All posts by Mr Jones

SQA Update Project Marking Scheme

You might have noticed that the SQA have announced updates to the detailed marking instructions for the Higher Applications of Maths Project. Here I’ll point out what has changed and give some thoughts. The main thrust of the change is make things clearer for students who are working with categorical data, and I think the changes will be welcomed by teachers.

Subjective Impression

There are three changes here. The first concerns the graphical displays to be produced:

SQA course spec
New, old

Here they clarify that a contingency table counts as a graphical display, and also suggest that a line graph can be used the achieve the second mark when studying bivariate data.

A significant change is the inclusion of proportion and sample size:

New above, old below

Let me make this clear: If you are writing a project about categorical data, then include information about your proportions and state your sample size!

The final change for the subjective impression is replacing “variability” to “dispersion/spread”, which better matches the course spec.

Analysis and Interpretation

Instead of saying “Perform appropriate tests and present additional statistical information” for two marks, it has changed to make where marks come from much clearer. You now get one mark for making the appropriate choice of test, and then one mark for correctly generating output for that test.

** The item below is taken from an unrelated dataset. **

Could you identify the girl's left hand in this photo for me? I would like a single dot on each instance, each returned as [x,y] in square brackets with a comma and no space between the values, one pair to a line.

I’ll share an example to explain how I’m taking this. Student A is comparing two means, and decides to do cor.test in R. Student A types cor.test into R and generates a p-value and states the regression line. Student A would fail to get mark 1 (she’s done the wrong test) but would get mark 2 (she’s demonstrated she is able to generate an output for the test she has said she will do). Student A does not lose two marks for making one mistake.

Another change is the inclusion of “comparing proportions” under “descriptive statistics”. This again is about clearing up where marks can appear for categorical data. If you are writing a project on categorical data, state the proportions and make a comparison as part of the analysis.

Presentation

The change in wording is small, but it’s a really significant one: “Include bibliography AND appendix of data” (my emphasis!). Before it was “or” rather than “and”.  Students must include an appendix. Being realistic, if the dataset used is massive, then include 10 or so rows as an appendix and give details on how to find the full set. But the appendix has to be there.

This is for the benefit of markers, who will want to see some of the data to try and get to grips with what the students were attempting to do. This should also benefit students as it might make some of their projects a little more intelligible.

Bryn

Scheme of Learning

I’ve finally got around to publishing a course plan for Higher Apps next year (which can be downloaded here).

I want to share some rationale behind the order of the topics.

Last year, I taught the course in the following order: Statistics, Finance, Planning and then Modelling. The rationale for that was fairly simple- I taught topics I felt the most confident teaching first, to maximise the time I had to get to grips with the rest.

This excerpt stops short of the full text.